# Thread: Topology: Fund Grp of wedge of two real projective planes

1. ## Topology: Fund Grp of wedge of two real projective planes

How can I compute the fundamental group of the wedge of two real projective planes? I would guess that it is (a,b | a^2 = 1 = b^2} with a,b each loops in each respective real projective plane, but I'm not seeing a way to prove it. I'd like to do it without using covering spaces if possible, maybe with SVK, but any suggestion is very welcome at this point.

2. SVK will give you that the fundamental group of the wedge product is the free product of the fundamental groups, which agrees with your guess.

3. I think this works but there is still a gap.

$\displaystyle \mathbb{P}^2$ can be considered a closed disk with boundary identified antipodally. In the proof below I have assumes that the wedge point is taken in the open disk from each projective plane. If I wedge on the boundary of $\displaystyle \mathbb{P}^2$ I get confused - not clear how to choose the open sets.
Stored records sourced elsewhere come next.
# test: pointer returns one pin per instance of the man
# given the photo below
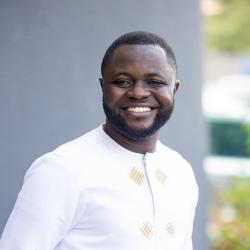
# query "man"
(116, 187)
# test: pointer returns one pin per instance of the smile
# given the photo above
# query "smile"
(138, 109)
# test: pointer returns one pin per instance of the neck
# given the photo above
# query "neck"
(142, 146)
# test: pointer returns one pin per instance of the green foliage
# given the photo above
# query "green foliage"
(229, 138)
(233, 225)
(230, 29)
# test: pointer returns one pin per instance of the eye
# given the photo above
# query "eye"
(156, 83)
(122, 83)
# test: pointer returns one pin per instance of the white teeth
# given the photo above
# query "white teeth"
(139, 109)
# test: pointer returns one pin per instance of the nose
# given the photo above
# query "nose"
(138, 90)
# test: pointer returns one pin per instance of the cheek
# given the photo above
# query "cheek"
(165, 98)
(112, 95)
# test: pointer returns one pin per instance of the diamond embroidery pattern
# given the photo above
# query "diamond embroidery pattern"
(147, 230)
(136, 176)
(160, 176)
(170, 229)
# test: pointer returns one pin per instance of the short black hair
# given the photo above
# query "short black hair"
(139, 38)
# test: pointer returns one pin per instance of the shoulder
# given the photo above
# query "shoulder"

Here's the gap: It must be true that any two wedges of projective planes are homeomorphic, but how do you prove it.

If I assume the above is true, then without losing generality we can wedge two projective planes at a point interior to $\displaystyle \mathbb{D}^2$ - call this wedge space X at the point q. Let $\displaystyle A = \mathbb{P}^2 \vee \mathbb{D}^2$ and $\displaystyle B = \mathbb{D}^2 \vee \mathbb{P}^2$. Then A, B are open, $\displaystyle A \cup B = X$, and $\displaystyle A \cap B = \mathbb{D}^2 \vee \mathbb{D}^2$ which has a trivial fundamental group. So SVK gives that $\displaystyle \pi_1(X,q) = \pi_1(A,q) * \pi_1(B,q) \cong \{ a,b | a^2 = 1 = b^2 \}$ where * denotes the free group.